The tails matter for getting a better sense o what is going on. 

```{r}
plot(density(samples_for_t$t), 
    lwd = 2, xlab = "t",col = "purple",
    xlim = c(-4, -2), ylim = c(0, 0.1),
    main="simulated and theoretical values of t, Z") # The distribution of t-values from repeated sampling

# Let's compare this to our theoretical expectation of the t-distribution
curve(dt(x, df = (sample_size - 1)), -4 , -1, 
      add = T, col = "red", 
      lwd = 2, lty = 2) # Note the degrees of freedom (df)!!!!! 
 
# It is important to note this is not quite a standard normal (Z) distribution.
curve(dnorm(x),-4, -1, add = T, col = "grey", lwd = 4, lty = 3)

abline(v = -2, lty = 6) # line at -2 "standard deviations"

legend("topright", 
       legend = c("simulated t", "theoretical t", "Z", "+/- 2 SD"), 
       col = c("purple", "red", "grey", "black"),
       bty = "n",
       lwd = 2, lty = c(1, 2, 3,6))

```

As the degrees of freedom (from increasing sample size) increases this will get closer (asymptotically approach) a *standard* normal distribution $Z \sim N(\mu = 0, \sigma = 1)$. You can play with this by changing the value for `sample_size`. 

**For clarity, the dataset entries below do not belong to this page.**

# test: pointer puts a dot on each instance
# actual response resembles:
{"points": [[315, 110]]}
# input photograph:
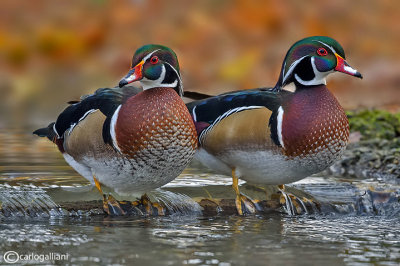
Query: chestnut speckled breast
{"points": [[129, 139], [153, 121], [274, 136]]}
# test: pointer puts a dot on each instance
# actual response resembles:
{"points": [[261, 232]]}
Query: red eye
{"points": [[322, 51], [154, 60]]}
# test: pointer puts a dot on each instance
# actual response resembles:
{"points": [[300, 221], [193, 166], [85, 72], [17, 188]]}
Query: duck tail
{"points": [[46, 132]]}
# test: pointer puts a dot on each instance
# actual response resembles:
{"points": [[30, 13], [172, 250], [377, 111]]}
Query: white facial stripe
{"points": [[330, 47], [194, 114], [180, 80], [149, 55], [319, 77], [350, 70], [113, 123], [279, 125], [131, 77], [54, 129], [224, 115], [80, 119], [291, 68], [148, 84]]}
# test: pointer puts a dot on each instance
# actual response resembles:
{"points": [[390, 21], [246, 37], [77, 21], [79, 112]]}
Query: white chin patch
{"points": [[319, 77]]}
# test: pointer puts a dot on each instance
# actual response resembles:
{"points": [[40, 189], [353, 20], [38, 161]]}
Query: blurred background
{"points": [[55, 51]]}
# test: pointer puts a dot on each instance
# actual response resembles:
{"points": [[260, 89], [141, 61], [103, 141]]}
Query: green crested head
{"points": [[310, 60], [155, 66]]}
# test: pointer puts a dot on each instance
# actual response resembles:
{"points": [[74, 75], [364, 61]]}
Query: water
{"points": [[361, 226]]}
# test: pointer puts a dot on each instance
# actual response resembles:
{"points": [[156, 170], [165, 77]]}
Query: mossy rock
{"points": [[375, 124]]}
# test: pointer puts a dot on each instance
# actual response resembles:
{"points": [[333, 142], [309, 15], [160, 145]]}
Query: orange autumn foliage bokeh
{"points": [[52, 52]]}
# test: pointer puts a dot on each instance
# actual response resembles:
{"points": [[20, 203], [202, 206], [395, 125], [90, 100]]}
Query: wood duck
{"points": [[125, 138], [273, 136]]}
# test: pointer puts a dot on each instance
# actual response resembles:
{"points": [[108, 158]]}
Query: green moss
{"points": [[375, 123]]}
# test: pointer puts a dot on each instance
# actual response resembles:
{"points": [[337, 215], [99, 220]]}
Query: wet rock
{"points": [[374, 151]]}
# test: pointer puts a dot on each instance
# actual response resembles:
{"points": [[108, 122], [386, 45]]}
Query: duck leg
{"points": [[243, 204], [292, 204], [110, 205]]}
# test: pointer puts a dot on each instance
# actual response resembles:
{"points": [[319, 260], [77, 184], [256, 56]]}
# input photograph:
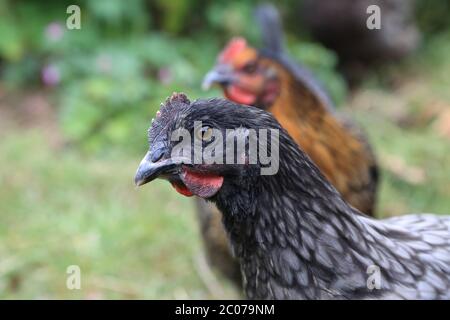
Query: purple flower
{"points": [[50, 75], [54, 31]]}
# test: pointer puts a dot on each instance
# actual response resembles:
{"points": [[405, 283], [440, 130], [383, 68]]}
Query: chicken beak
{"points": [[149, 171], [221, 74]]}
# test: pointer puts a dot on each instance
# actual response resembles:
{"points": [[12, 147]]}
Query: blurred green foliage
{"points": [[109, 77]]}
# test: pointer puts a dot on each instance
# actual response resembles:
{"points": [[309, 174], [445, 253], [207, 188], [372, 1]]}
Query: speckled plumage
{"points": [[296, 238]]}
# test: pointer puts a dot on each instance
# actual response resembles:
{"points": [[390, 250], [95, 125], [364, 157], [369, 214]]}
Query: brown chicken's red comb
{"points": [[233, 47]]}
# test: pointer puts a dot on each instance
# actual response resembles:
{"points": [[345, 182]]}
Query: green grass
{"points": [[58, 208], [64, 207]]}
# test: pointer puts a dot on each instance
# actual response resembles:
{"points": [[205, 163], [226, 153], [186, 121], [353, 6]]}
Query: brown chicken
{"points": [[268, 79]]}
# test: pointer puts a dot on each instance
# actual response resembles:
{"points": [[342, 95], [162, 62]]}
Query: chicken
{"points": [[342, 26], [294, 235], [270, 80]]}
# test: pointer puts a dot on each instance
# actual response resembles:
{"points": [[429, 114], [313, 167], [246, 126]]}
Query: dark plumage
{"points": [[294, 235], [270, 79]]}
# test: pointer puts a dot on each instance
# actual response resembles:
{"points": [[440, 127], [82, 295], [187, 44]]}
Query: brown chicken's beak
{"points": [[149, 171], [221, 74]]}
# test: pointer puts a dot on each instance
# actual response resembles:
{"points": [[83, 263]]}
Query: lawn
{"points": [[60, 206]]}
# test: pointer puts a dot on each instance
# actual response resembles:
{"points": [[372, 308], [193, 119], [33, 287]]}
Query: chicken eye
{"points": [[204, 133], [250, 67]]}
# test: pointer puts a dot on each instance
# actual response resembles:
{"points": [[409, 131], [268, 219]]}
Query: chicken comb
{"points": [[178, 97], [233, 47], [168, 110]]}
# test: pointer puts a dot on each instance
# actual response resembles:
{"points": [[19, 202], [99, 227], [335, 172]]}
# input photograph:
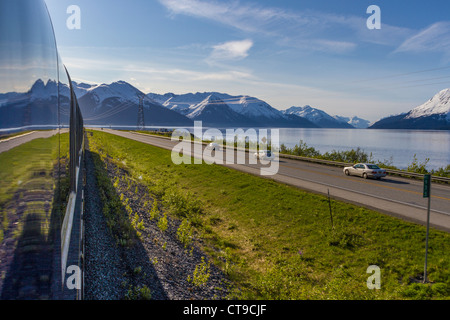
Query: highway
{"points": [[396, 196]]}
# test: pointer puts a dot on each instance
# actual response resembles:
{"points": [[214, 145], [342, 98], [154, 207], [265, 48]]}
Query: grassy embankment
{"points": [[275, 241], [26, 170], [350, 156]]}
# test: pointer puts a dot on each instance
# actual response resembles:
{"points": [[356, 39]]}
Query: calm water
{"points": [[396, 146]]}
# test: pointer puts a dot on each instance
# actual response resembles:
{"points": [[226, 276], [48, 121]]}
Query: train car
{"points": [[41, 161]]}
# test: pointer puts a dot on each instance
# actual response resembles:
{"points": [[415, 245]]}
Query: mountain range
{"points": [[117, 104], [433, 114]]}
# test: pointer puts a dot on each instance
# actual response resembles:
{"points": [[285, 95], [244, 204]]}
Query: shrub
{"points": [[184, 233], [163, 223], [201, 274]]}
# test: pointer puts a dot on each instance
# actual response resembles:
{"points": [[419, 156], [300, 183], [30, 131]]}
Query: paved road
{"points": [[13, 142], [396, 196]]}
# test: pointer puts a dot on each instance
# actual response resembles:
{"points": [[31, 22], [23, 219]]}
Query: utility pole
{"points": [[427, 194], [141, 121]]}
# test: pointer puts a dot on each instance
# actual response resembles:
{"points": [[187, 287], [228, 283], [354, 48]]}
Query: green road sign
{"points": [[426, 185]]}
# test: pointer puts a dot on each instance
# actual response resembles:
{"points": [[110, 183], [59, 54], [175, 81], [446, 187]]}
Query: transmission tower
{"points": [[141, 121]]}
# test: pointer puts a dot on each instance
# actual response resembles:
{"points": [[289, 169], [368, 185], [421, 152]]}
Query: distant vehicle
{"points": [[365, 170], [264, 154], [214, 146]]}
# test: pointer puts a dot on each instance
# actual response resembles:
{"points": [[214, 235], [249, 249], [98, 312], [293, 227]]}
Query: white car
{"points": [[214, 146], [264, 154], [365, 170]]}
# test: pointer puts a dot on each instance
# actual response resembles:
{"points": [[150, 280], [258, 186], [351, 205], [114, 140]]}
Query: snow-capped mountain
{"points": [[251, 111], [117, 104], [354, 121], [317, 116], [439, 104], [433, 114]]}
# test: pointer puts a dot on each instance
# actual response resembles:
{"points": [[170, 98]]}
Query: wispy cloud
{"points": [[307, 29], [231, 50], [435, 38]]}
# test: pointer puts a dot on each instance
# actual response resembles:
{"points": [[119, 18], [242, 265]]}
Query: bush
{"points": [[201, 274], [185, 232]]}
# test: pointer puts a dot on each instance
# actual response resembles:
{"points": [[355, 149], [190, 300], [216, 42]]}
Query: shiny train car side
{"points": [[41, 161]]}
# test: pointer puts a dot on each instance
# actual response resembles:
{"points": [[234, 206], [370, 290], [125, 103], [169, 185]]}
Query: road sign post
{"points": [[427, 194]]}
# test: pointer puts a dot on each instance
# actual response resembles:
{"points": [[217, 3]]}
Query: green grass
{"points": [[28, 171], [276, 242]]}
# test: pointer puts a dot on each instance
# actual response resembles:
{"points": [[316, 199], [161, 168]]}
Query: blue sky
{"points": [[284, 52]]}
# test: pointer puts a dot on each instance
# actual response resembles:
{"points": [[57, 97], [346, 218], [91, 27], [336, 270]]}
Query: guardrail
{"points": [[334, 163], [344, 164]]}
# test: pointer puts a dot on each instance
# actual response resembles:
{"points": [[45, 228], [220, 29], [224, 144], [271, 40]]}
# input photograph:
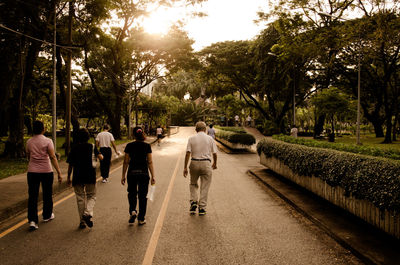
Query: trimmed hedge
{"points": [[376, 180], [235, 137], [357, 149]]}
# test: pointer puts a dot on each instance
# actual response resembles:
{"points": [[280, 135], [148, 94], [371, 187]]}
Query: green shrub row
{"points": [[376, 180], [235, 137], [357, 149], [231, 129]]}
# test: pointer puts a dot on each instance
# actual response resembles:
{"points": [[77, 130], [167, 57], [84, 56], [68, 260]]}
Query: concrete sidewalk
{"points": [[14, 189]]}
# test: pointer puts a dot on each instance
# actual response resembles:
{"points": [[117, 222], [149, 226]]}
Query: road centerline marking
{"points": [[151, 248]]}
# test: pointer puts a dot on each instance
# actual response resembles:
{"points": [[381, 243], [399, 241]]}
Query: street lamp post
{"points": [[358, 82]]}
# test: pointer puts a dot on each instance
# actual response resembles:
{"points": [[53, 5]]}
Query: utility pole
{"points": [[54, 96], [69, 83]]}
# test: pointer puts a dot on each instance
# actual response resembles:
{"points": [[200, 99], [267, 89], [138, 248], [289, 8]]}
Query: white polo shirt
{"points": [[201, 146], [105, 139]]}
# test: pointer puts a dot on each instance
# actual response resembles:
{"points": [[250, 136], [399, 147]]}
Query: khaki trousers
{"points": [[200, 170], [85, 198]]}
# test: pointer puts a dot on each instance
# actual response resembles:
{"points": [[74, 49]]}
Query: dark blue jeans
{"points": [[34, 180], [105, 163], [138, 186]]}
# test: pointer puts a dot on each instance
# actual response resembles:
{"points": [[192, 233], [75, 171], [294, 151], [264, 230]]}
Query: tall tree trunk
{"points": [[15, 144]]}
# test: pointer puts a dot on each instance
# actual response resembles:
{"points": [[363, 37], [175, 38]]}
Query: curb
{"points": [[319, 224]]}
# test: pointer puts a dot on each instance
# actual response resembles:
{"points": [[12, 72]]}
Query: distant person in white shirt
{"points": [[201, 147], [211, 131], [104, 140], [159, 132]]}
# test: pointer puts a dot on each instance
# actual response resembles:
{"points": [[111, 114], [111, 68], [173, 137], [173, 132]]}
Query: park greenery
{"points": [[352, 148], [367, 178], [234, 135], [309, 51]]}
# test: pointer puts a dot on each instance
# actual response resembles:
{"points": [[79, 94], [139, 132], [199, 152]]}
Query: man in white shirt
{"points": [[201, 147], [104, 140]]}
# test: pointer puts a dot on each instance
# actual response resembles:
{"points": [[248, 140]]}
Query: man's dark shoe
{"points": [[132, 218], [193, 207], [202, 211], [88, 221]]}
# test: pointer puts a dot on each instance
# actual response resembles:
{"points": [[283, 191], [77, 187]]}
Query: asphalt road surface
{"points": [[245, 223]]}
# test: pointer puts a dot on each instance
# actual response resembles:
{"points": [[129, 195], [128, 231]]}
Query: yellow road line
{"points": [[151, 248], [18, 225]]}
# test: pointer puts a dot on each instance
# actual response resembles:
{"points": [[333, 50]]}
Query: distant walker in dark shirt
{"points": [[81, 160], [138, 157]]}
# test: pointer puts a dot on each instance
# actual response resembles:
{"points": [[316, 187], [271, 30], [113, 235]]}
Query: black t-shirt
{"points": [[80, 158], [137, 152]]}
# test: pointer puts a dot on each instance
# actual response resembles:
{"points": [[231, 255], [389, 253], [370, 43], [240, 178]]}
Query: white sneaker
{"points": [[33, 226], [49, 219]]}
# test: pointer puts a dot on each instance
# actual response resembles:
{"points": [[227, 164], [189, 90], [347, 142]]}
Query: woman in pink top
{"points": [[40, 152]]}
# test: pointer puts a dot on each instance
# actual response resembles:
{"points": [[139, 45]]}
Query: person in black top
{"points": [[82, 161], [138, 157]]}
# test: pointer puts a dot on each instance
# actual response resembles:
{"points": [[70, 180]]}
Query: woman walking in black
{"points": [[138, 157]]}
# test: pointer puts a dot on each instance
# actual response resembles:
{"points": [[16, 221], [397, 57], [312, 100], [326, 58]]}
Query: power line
{"points": [[43, 41]]}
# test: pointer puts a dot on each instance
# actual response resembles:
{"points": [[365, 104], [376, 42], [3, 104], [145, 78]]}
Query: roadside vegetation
{"points": [[371, 178], [15, 166]]}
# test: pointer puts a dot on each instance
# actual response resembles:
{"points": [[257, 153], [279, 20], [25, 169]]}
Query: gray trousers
{"points": [[200, 170], [85, 198]]}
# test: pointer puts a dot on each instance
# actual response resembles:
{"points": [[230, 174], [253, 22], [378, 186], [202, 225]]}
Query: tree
{"points": [[20, 52], [122, 63]]}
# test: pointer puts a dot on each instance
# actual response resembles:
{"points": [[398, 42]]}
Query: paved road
{"points": [[245, 224]]}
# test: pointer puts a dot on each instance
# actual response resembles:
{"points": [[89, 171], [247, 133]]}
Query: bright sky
{"points": [[226, 20]]}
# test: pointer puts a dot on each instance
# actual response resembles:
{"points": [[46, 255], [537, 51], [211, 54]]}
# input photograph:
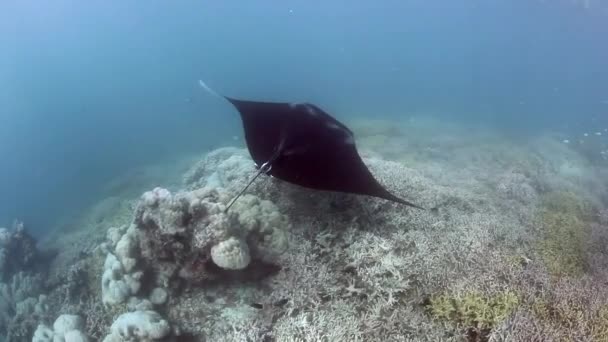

1. What happens to the observed $t$, and theoretical $t$ as sample size increases (try values 5, 10, 20, 30, 40)? **hint** focus on the tails of the distribution (where extreme values would be).

2. Change what happens when your observations do not come from the same "distribution" as your "hypothesis". What happens to your observed values for $t$ compared to the theoretical values? **hint** focus again on the tails of the distribution.Please explain Why.

3. Why do we care about the probabilities in the tails of the distributions?

4. Based on this, when do you think a *t distribution* is best to be used as compared to a standard normal (Z) distribution?